Sodhi A, Shrivastava A, Kumar R
School of Biotechnology, Banaras Hindu University, Varanasi, India.
Biochem Mol Biol Int. 1995 Mar;35(3):559-65.
The cellular and molecular interaction between monocyte/macrophage and tumor cells leading to macrophage activation is not clearly understood. Since protein tyrosine phosphorylation appears to be a major intracellular signalling event, we checked whether the tumor cells alter tyrosine phosphorylation of proteins in macrophages. We found that both L929 and Yac-1 tumor cells induced increased tyrosine phosphorylation of several polypeptides in peritoneal as well as P388D-1 and IC-21 macrophages. Macrophages co-cultured with tumor cells also showed increased fluorescence with anti-phosphotyrosine-FITC antibody. These observations suggest that increased tyrosine phosphorylation plays a role in tumor cell-induced activation of macrophages.
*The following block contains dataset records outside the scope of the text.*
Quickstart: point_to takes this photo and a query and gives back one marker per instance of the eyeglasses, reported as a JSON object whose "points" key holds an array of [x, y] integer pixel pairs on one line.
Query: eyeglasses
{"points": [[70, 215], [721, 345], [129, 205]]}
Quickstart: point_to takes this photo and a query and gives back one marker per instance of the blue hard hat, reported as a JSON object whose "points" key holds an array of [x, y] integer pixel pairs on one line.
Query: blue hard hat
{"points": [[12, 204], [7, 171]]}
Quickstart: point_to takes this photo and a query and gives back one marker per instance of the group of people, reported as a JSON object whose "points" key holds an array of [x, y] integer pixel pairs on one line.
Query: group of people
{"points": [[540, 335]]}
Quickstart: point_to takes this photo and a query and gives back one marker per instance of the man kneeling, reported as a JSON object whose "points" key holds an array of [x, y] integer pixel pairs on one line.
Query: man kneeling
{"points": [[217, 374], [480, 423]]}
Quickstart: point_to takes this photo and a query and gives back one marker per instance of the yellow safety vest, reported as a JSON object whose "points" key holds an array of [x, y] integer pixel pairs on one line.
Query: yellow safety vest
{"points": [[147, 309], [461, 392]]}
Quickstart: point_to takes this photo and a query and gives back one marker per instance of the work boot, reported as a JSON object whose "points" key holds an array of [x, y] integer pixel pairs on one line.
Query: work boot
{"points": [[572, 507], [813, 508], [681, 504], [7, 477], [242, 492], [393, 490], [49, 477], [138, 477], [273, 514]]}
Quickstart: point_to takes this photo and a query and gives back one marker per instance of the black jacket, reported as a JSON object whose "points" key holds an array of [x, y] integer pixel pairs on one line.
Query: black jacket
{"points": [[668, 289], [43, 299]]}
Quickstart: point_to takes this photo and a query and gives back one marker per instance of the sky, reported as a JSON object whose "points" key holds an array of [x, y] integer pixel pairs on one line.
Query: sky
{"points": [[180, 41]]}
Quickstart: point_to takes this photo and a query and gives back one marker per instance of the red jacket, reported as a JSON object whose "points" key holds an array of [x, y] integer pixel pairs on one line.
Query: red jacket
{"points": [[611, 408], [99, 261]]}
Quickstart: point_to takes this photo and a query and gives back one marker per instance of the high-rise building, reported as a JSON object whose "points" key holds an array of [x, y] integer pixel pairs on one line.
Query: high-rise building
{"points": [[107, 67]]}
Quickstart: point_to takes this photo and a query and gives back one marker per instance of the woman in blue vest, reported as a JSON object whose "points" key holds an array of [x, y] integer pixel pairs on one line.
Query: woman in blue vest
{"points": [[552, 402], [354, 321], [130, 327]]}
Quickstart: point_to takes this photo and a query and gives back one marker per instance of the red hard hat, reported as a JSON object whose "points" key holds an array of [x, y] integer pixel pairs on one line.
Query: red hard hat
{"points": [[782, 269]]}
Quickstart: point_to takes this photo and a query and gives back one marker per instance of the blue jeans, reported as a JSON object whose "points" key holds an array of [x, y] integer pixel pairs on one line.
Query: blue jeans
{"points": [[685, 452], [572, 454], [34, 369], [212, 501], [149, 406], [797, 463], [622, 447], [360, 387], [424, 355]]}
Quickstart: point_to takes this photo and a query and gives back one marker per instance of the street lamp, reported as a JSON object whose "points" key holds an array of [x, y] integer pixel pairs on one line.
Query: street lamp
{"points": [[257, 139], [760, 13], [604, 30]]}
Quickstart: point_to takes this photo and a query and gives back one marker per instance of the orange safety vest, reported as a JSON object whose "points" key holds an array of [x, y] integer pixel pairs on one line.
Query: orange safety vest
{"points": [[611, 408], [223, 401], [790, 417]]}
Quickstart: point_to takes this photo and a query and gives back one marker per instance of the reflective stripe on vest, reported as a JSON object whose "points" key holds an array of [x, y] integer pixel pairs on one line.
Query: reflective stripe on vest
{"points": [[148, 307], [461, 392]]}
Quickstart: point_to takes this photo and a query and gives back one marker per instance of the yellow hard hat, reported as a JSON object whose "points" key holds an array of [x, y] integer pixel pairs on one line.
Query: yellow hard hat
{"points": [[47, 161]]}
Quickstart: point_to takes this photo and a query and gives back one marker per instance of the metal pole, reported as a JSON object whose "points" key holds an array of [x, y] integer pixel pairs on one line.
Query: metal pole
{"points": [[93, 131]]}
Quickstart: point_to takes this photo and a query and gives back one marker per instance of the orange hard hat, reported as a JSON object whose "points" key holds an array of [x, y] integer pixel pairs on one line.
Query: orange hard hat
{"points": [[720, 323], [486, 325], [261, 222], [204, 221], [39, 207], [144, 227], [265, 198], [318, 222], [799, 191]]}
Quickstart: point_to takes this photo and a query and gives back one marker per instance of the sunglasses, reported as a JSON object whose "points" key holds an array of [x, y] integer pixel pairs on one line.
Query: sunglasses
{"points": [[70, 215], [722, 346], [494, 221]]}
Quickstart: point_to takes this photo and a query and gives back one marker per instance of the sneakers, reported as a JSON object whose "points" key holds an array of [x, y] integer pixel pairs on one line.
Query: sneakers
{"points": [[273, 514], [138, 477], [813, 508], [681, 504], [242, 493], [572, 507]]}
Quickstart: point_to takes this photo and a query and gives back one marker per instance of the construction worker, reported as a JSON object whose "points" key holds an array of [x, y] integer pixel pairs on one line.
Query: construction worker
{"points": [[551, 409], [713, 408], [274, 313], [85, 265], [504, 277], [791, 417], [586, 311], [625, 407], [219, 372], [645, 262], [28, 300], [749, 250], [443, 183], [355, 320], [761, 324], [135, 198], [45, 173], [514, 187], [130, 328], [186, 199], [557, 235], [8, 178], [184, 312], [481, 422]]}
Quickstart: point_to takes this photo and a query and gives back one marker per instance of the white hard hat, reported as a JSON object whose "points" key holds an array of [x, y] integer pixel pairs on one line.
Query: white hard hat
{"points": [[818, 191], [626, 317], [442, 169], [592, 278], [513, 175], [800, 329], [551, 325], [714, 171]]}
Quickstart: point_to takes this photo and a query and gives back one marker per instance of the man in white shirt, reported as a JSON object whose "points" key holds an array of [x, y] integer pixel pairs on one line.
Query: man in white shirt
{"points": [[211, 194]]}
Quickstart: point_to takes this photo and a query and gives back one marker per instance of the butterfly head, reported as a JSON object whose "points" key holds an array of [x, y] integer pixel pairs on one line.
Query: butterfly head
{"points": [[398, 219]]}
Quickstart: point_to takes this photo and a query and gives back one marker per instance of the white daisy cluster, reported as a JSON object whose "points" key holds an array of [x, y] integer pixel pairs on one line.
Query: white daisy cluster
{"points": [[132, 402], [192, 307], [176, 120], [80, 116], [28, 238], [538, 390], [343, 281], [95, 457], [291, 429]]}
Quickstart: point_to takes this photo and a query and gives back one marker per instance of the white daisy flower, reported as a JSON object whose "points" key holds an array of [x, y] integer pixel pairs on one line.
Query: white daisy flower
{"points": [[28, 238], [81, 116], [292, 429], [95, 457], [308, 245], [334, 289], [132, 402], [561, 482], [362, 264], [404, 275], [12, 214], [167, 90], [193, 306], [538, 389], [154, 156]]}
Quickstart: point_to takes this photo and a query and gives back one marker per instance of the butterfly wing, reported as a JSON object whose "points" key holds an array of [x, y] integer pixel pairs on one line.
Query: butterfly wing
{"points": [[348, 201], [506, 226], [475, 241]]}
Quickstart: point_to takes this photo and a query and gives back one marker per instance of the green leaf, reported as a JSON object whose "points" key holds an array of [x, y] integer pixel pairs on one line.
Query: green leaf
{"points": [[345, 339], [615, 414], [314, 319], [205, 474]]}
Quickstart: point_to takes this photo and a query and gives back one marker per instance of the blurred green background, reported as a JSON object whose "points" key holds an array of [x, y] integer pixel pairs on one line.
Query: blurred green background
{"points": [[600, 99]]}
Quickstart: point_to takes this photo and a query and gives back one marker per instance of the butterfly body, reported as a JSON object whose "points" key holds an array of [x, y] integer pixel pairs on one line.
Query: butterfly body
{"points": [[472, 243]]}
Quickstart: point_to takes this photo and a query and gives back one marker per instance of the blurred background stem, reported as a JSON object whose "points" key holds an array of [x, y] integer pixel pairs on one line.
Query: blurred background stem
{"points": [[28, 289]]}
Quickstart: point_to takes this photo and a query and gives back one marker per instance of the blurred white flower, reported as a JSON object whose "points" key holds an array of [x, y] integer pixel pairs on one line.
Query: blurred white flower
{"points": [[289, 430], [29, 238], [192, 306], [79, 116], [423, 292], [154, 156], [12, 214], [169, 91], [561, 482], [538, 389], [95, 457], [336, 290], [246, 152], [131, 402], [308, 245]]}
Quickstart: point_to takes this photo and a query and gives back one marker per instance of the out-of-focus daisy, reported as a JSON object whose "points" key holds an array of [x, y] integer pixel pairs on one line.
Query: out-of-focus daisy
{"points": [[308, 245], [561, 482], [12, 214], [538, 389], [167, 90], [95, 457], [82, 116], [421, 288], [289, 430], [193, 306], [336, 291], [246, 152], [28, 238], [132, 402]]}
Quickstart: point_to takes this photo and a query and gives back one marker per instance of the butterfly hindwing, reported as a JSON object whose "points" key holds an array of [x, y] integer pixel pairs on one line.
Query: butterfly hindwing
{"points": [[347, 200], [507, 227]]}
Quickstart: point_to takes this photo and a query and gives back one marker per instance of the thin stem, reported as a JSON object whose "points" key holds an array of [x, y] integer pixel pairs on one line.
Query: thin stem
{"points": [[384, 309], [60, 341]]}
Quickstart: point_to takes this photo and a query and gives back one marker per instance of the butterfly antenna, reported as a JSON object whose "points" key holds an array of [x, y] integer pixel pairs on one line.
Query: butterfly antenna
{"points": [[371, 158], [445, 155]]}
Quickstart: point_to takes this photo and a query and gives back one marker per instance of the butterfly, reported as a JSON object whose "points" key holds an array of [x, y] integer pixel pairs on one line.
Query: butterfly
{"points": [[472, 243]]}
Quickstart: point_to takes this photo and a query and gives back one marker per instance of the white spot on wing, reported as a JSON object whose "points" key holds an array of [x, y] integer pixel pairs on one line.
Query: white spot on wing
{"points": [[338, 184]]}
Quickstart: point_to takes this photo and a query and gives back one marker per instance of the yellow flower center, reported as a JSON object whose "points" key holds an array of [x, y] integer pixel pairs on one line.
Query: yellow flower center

单核细胞/巨噬细胞与肿瘤细胞之间导致巨噬细胞活化的细胞和分子相互作用尚未完全明确。由于蛋白质酪氨酸磷酸化似乎是主要的细胞内信号事件,我们检测了肿瘤细胞是否会改变巨噬细胞中蛋白质的酪氨酸磷酸化。我们发现L929和Yac-1肿瘤细胞均可诱导腹膜巨噬细胞以及P388D-1和IC-21巨噬细胞中几种多肽的酪氨酸磷酸化增加。与肿瘤细胞共培养的巨噬细胞在用抗磷酸酪氨酸-FITC抗体检测时也显示出荧光增强。这些观察结果表明,酪氨酸磷酸化增加在肿瘤细胞诱导的巨噬细胞活化中发挥作用。